West Mont will also host Winterfest at the Tap Room on Saturday, December 3, from 10:00am-3:00pm. Santa Claus and Mrs. Claus will be on hand to greet the children and wish everyone happy holidays. Brian Kassay of Bozeman’s bluegrass band Laney Lou and the Bird Dogs will perform live music from 1 to 3 p.m. Admission is free.

Art

Thompson exhibit at the library

“The Heart Intact,” a multimedia installation by Jennifer Thompson, will be on view at the Lewis and Clark Library in November and December.

Eight pieces make up “The Heart Intact,” which is distributed throughout the library.

Free and open to the public, art making times will be hosted by the library throughout November and December. Check the Lewis and Clark Library website or Facebook page to find out locations and times.

Annual Holiday Show at 1+1=1







1+1=1 Gallery

The 9th Annual Holiday Gift Show runs through Dec. 30 at 1+1=1 Gallery, 434 N. Last Chance Gulch. These mugs were made by Robyn Till.

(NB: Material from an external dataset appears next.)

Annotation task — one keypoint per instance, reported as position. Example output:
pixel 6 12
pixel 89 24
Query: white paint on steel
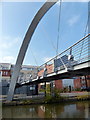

The 1+1=1 Gallery presents its ninth annual Holiday Show featuring small and affordable gift-appropriate artwork. The show includes encaustic paintings, ceramic and mixed-media sculptures, wooden vessels, mixed-media 2D art, functional ceramics, photography, hand-bound books, unique jewelry, collage, acrylic paintings, loads of holiday ornaments and artists. -made greeting cards. It features 50 local and regional artists, including many who are new to 1+1=1 and to Helena.

Stop by during regular business hours to see the pieces in person for the duration of the show, which runs through the end of January. The gallery will launch a new online store on November 28th at 8am and can be found by visiting, https://1plus1is1.com/.

The Holiday Gift Show runs through December 30th and is located at 434 N. Last Chance Gulch. Winter hours: Tuesday-Saturday 11:00-17:00 The gallery will be open on December 24 from 11:00 to 17:00.

For more information on the upcoming exhibit, visit www.http://1plus1is1.com/ or call (406) 431-9931.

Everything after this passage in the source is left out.